Cauchemar de poisson rouge
Par Ginette Fanfiole le dimanche 18 avril 2010, 12:30 - Idées noires - Lien permanent

Elle fond, elle se fond, elle dissout en eaux salées la tristesse sur son visage. Les disparitions se succèdent, elle est seule à rester.
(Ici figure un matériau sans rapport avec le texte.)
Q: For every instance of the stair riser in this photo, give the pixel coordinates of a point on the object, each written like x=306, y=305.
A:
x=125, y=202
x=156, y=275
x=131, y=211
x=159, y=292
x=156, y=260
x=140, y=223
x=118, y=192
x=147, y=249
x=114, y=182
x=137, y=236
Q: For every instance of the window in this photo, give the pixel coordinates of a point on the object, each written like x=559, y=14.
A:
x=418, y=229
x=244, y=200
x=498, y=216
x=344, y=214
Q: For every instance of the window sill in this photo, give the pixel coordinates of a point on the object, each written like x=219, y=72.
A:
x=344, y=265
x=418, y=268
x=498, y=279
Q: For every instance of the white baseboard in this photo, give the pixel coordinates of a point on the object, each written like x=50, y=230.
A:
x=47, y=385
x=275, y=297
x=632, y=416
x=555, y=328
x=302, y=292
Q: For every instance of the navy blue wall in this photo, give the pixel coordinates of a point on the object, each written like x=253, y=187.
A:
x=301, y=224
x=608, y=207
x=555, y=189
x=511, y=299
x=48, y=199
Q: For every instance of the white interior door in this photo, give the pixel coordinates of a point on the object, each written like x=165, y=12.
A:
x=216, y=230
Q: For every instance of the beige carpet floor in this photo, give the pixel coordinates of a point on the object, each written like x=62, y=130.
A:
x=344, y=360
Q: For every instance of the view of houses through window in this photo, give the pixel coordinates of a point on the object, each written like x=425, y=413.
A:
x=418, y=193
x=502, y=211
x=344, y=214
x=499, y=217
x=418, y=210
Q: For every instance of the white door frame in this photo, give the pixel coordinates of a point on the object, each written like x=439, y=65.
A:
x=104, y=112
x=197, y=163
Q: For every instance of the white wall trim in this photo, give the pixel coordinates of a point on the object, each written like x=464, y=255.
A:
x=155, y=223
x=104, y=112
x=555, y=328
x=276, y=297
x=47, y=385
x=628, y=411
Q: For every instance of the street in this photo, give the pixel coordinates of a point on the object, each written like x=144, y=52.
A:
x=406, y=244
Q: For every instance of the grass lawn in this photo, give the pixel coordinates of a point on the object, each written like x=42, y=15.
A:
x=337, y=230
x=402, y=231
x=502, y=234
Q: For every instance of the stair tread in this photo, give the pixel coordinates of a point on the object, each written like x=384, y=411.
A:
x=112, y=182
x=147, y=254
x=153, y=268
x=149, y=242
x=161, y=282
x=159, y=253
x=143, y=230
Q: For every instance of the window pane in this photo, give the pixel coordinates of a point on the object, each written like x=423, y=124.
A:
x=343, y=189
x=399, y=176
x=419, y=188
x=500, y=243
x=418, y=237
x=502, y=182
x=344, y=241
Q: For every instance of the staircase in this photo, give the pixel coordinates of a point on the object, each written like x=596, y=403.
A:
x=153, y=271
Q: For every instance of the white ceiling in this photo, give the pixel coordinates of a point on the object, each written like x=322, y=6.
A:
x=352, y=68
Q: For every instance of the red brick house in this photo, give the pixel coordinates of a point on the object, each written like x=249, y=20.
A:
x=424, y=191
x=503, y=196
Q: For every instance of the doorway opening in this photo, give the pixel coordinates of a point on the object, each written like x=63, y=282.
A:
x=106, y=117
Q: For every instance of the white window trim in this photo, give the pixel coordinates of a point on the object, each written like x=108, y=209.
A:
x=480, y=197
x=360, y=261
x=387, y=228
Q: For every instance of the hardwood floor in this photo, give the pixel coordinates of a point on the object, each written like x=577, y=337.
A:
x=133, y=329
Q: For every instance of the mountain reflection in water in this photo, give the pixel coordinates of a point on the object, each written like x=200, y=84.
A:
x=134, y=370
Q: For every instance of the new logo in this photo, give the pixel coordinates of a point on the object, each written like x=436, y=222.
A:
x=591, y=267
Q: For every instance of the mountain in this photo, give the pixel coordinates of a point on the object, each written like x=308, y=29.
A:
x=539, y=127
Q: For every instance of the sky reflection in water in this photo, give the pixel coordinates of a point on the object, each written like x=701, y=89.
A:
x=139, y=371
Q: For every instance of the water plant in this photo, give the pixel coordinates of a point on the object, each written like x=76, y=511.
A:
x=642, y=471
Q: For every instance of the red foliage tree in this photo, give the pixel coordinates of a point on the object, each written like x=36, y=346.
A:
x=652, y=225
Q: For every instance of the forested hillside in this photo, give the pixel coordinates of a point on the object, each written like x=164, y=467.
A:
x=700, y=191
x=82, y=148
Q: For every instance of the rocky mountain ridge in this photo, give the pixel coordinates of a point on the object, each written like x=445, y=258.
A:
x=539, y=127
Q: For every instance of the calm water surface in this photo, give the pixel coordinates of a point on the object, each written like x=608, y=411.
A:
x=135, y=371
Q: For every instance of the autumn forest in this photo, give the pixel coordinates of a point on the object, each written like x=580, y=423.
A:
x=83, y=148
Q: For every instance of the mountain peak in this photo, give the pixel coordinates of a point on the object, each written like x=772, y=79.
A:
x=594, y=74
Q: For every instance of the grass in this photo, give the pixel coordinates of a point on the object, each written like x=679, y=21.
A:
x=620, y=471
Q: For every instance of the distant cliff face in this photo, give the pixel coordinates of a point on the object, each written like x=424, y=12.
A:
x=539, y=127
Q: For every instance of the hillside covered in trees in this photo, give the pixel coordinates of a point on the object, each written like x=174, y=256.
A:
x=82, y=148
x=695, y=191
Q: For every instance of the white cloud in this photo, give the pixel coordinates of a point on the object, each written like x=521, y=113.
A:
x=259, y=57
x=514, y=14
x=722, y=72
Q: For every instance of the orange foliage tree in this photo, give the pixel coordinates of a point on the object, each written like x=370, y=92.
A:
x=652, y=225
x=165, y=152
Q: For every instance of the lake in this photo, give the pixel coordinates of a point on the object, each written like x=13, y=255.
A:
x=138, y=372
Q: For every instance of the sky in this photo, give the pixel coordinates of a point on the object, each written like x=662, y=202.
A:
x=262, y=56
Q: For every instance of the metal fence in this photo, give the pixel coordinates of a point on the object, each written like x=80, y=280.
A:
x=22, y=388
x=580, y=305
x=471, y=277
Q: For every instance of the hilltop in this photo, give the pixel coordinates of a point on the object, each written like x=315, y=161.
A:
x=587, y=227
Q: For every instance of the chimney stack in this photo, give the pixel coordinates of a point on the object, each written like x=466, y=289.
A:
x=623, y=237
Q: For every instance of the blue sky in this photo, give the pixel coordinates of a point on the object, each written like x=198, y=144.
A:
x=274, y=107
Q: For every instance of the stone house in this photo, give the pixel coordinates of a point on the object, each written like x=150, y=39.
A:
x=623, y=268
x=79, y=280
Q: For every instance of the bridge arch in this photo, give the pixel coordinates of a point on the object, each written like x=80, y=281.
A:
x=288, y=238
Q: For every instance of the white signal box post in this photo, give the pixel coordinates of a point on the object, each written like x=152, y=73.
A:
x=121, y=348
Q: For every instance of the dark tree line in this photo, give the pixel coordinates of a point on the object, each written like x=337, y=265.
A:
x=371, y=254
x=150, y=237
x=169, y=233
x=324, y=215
La paroi transparente de sa bulle, et le monde au travers, déformé, irisé, ce qu'elle voit n'existe pas. Ce qu'elle pleure elle ne l'a pas rêvé. Un mirage, une illusion d'optique, le miroitement des eaux sombres. Les reflets inversés.
Elle ne distingue pas son envers de son endroit, elle ne sait pas. Elle tourne en derviche, et rien ne se crée, elle traverse, le vide l'aspire, au fond du trou noir elle est lourde de peines, elle ne sait pas reconnaître les siennes. Elle se perd. C'est un monde sans âmes, ni frères, ni sœurs, ni lumières. L'espace tournoie, jusqu'au vertige, et le silence, le silence suraigu transperce ses tympans.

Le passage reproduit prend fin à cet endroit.